Paralelamente à disputa política, o foco da gestão está concentrado na reconstrução do estado, após a enchente histórica de 2024. O governo estadual já mobilizou R$ 3,8 bilhões em obras de infraestrutura do Plano Rio Grande, com prioridade para a recuperação da malha rodoviária, reconstrução de pontes e retomada da navegabilidade em hidrovias estratégicas.

Dentro desse pacote, R$ 3,1 bilhões são destinados diretamente a estradas e pontes, atingindo dezenas de trechos danificados. Ao todo, mais de 8 mil quilômetros de rodovias foram afetados pela tragédia, o que tem exigido intervenções profundas, não apenas reparos superficiais. Já no sistema hidroviário, R$ 731 milhões financiam a dragagem de 22 canais, ação considerada essencial para o transporte de cargas.
Governador Eduardo Leite avança com Plano Rio Grande
As obras emergenciais começaram ainda durante a crise, com mais de R$ 400 milhões aplicados na liberação de vias, reconstrução de aterros e estabilização de encostas.
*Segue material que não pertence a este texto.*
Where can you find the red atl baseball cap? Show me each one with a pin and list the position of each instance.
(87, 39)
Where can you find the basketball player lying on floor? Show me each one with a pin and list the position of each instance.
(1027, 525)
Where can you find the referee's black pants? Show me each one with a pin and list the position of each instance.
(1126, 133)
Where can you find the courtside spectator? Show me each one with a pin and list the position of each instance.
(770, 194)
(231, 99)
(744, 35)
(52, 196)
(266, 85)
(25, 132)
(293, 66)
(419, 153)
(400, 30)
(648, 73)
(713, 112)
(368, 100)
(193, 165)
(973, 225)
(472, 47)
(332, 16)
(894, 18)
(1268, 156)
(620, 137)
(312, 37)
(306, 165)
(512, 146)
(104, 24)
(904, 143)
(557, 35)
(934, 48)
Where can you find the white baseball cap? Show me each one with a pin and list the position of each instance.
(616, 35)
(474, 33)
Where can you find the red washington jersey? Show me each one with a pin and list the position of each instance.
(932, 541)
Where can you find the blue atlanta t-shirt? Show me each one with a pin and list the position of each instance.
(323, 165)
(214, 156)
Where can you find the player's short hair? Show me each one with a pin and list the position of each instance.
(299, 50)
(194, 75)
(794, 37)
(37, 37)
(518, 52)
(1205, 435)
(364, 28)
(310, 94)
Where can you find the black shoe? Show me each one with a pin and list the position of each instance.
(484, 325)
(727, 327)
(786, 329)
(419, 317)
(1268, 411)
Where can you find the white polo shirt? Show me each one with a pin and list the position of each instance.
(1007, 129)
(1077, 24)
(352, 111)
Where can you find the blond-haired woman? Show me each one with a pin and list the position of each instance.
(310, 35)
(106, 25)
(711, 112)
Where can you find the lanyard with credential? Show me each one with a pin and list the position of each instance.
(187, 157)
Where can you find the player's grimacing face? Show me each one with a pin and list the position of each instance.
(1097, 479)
Esse esforço garantiu a retomada rápida da circulação em pontos críticos e evitou um impacto ainda maior na economia do Rio Grande do Sul. Atualmente, cerca de 95% das estradas já estão liberadas, mas o governo mantém um cronograma robusto de intervenções estruturais.
“Política exige compaixão, exige sentir a dor do outro como se fosse a sua. Mas também exige capacidade técnica e gestão. Hoje, o Rio Grande do Sul é um Estado com as contas em dia, o que nos permite responder com responsabilidade a uma tragédia como as enchentes. Estamos muito mais preparados para enfrentar o que vier pela frente”, afirmou Eduardo Leite.